The sound came from the patio. I went outside, took one step on to the concrete and stopped abruptly.
There was green broken glass everywhere. If the Heineken brewery had been bombed it might have looked like this. The empty bottles we’d left on the patio table where now shattered so thoroughly they were close to being converted back to sand.
After checking for blood and tears, and thank goodness seeing neither, I asked Matt with exasperation, “What are you doing?”
He looked at his little brother with an “Is dad serious?” expression. Jack, an unbroken beer bottle still in hand, seemed confused too.
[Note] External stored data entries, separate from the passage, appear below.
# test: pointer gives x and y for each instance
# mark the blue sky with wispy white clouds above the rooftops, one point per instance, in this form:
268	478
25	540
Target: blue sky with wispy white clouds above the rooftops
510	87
Matt turned back to me and said, calmly and with a voice so innocent only a young child can do it, “Breaking bottles.”
It was as if the crashing noises, shattered glass and lack of unbroken empties on the table had not been evidence enough for me.
Briefly I was speechless. Then I politely (no, wait - ashamedly) said, “Hey guys, you know what? Let me carry you inside.” I removed their shoes outside so none of the shards of glass could get tracked inside. Once indoors they watched TV for a while like nothing had happened. They were probably tired, having spent all that energy smashing bottles on the patio.
The next morning I shoveled up as much glass as I could then spent the better part of the day using a Shop Vac to pick up the tiny pieces.
And thinking about my parenting skills.